For as gorgeous as stained glass windows can be in a room, cleaning them is not a straightforward task. "The surface of the stained glass is not as smooth as regular window glass and can trap dirt more easily," explains Steve Blyth, president of the window cleaning firm J.Racenstein Company. What's worse, Blyth says that the intricate leaded frameworks of certain stained glass windows can trap liquids and moisture from cleaning sprays, leaving unsightly drip marks on the surface.
Fortunately, with the right cleaning methods, you can keep your stained glass windows sparkling and damage-free. "Regular cleaning can help to avoid an accumulation of dirt in the lead joints making cleaning easier to execute," Blyth explains. As for how to properly clean, maintain, and preserve your own stained glass windows at home? We asked Blyth and Bill Seekircher of Artistic Glasswork to share their best methods.
Check the condition of your stained glass.
Before cleaning, Blyth says you will need to check for a couple of issues. "Inspect the lead frame for any loose pieces," he advises. "These can cause liquid to get trapped in the crevices, and quickly leads to drips on either side of the glass," he says. He also recommends testing any cleaning solution or sprays you plan on using on a small piece ahead of time, to ensure they don't discolor the surface.

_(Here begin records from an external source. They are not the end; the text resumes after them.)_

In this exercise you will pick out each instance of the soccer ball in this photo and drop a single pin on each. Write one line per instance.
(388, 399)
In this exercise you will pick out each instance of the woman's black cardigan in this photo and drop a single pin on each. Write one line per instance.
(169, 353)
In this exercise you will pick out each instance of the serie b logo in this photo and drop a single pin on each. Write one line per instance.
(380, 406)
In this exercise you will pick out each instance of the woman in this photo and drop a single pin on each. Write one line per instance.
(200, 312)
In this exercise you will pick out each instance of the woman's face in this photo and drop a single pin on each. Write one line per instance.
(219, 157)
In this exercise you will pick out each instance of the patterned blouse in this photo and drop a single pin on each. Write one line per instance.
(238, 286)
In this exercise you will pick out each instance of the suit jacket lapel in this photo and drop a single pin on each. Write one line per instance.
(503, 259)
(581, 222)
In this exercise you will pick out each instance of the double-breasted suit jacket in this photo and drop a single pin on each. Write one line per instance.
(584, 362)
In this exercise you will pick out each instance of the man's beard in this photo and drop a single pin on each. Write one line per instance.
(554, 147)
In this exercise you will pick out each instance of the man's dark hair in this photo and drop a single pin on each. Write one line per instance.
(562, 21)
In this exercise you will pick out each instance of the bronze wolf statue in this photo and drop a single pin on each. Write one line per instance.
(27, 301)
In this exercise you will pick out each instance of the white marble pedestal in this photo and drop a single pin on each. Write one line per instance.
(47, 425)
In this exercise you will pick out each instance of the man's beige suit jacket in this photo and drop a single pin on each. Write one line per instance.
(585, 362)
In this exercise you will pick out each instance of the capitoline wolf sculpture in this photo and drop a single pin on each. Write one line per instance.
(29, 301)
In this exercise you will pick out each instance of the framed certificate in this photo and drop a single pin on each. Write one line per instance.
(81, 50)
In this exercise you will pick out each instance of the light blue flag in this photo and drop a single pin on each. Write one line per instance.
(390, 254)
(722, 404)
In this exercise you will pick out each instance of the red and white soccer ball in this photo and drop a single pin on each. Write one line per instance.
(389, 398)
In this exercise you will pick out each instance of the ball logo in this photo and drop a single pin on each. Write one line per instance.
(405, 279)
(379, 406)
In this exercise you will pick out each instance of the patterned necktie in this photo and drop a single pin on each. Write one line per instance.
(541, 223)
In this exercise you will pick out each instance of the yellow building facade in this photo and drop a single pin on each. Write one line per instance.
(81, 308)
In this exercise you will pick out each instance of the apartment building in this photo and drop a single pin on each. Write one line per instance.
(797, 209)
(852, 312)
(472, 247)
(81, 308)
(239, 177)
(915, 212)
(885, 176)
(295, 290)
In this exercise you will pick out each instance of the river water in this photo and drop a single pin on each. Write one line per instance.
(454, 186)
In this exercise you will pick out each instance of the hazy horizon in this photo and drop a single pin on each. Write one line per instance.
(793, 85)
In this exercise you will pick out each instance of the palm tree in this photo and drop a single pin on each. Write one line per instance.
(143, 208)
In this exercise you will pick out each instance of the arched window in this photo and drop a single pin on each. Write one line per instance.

Choose cleaning solutions carefully.
Whether composed of painted, textured, or tinted glass, Seekircher says that all stained glass needs to be gently cleaned with a nontoxic cleaner. "Never use a cleaner with alcohol or ammonia, because it can damage the solder that's holding the window together," he explains. Additionally, Blyth says to avoid using dish soap when cleaning leaded glass, because the ingredients can react to, and discolor, the frame.
Consider a foam cleaning spray.
When in doubt about what cleaner to use on your windows, both Blyth and Seekircher recommend using a foaming spray, such as Sprayway Glass Cleaner Foaming Aerosol Spray ($3.27, homedepot.com), to play it safe. "Foaming spray from an aerosol can ensures that leaky lead joints won't seep liquid through to the other side," he explains.
Dry everything off with microfiber towels.
For drying, a microfiber towel, Blyth says, it's your best option. "Microfiber towels are key to both cleaning and maintaining stained glass windows," he explains. "Not only are they a gentle and effective way to clean and dry stained glass, they can also remove dust, dirt, and other residues from glass without any spray between cleanings."
Always be gentle.
Stained glass requires a delicate touch, so Blyth suggests folding a microfiber towel into quarters to help distribute the pressure from your fingers over the surface area. "If you have a really large surface to clean, say taller than six feet and wider than three feet, consider a boar's hair brush to perform the initial wetting and scrubbing of the window," he says. If you're dealing with an extra delicate piece of stained glass, Seekircher recommends spraying your cleaning solution directly onto a microfiber towel, and not directly on the window, to avoid over-saturation.